If you read Warren Buffetts work (best investor ever) you will find he advocates the same thing I have just said.

Good Luck.

onionfutures said...

Yes, but Warren Buffets investing style probably didn't include very many small caps.

I've always believed its about spreading risk. Occasionally, you get it wrong, and miss an important key point in what you're investing in.

Hedging your risk also involves hedging your ideas, and not putting more into one. Although there's no doubt you're probably right, its still adding risk to something that has yet to prove the idea is true.

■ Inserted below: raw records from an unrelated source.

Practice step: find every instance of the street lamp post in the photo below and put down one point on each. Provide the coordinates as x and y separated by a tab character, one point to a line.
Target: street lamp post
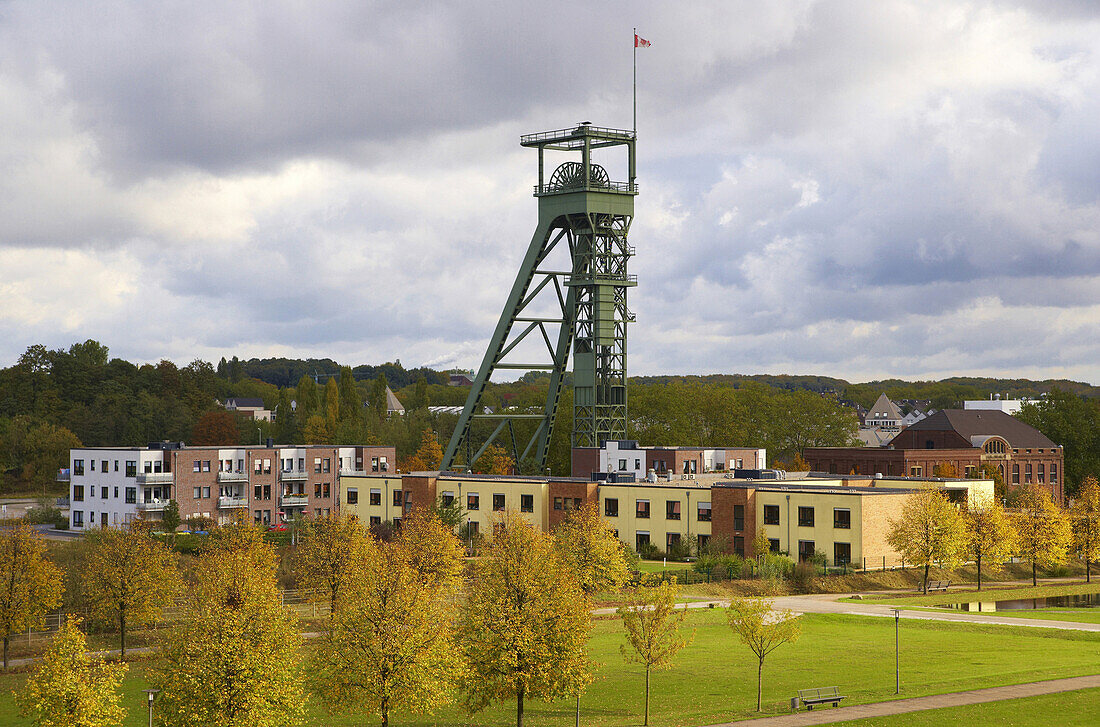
897	652
152	695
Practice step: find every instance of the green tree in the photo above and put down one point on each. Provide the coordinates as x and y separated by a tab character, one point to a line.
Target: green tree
332	559
1043	531
30	583
525	621
69	689
589	546
652	625
394	646
129	577
233	659
762	629
1086	524
990	536
930	530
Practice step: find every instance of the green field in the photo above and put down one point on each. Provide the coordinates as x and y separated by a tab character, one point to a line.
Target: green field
1065	709
714	678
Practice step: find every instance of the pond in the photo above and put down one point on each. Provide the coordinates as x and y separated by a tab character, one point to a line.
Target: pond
1088	601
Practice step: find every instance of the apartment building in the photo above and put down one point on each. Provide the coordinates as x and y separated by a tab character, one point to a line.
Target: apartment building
272	483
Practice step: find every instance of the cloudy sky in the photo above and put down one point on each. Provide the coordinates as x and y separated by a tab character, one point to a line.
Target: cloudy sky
859	189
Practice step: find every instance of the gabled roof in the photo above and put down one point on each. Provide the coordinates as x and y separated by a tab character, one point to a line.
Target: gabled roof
883	409
972	423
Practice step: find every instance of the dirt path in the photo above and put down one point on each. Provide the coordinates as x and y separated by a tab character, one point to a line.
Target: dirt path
828	715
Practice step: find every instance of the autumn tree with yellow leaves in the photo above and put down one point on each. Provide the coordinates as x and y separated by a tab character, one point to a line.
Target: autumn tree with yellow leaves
652	626
1043	530
930	530
525	621
129	577
990	536
233	659
30	583
587	543
1086	524
394	646
69	689
332	559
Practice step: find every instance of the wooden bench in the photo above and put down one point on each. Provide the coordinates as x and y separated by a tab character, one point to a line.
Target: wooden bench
821	695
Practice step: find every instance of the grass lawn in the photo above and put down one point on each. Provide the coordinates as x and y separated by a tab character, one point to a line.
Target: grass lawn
714	679
1065	709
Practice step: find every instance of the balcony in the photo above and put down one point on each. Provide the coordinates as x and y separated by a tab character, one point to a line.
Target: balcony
154	478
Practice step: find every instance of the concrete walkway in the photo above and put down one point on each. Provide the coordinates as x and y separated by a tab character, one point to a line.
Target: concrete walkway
826	715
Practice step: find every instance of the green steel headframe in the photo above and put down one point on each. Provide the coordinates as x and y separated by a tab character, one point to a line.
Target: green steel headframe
582	208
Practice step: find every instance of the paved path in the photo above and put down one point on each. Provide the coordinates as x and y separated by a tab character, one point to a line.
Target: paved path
828	715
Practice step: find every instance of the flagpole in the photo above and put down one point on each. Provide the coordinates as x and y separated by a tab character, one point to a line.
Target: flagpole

Its an interesting discussion though.

StockDoc said...

Warren Buffett is on the record as saying he could do 50% returns p.a. if he was investing small (probably <$50m) amounts of money. I reckon this would involve focusing on small caps. Buffett also said, in a talk to MBA graduates available on Youtube, that he'd only hold six stocks and have 50% of his portfolio in his best idea. His rational was that he didn't know many people who got rich on their 7th best idea. So, to Colin, I'd say 1) of course Warren Buffett's ideas apply to small caps and 2) if you know what you are doing you should concentrate your portfolio to maximise returns.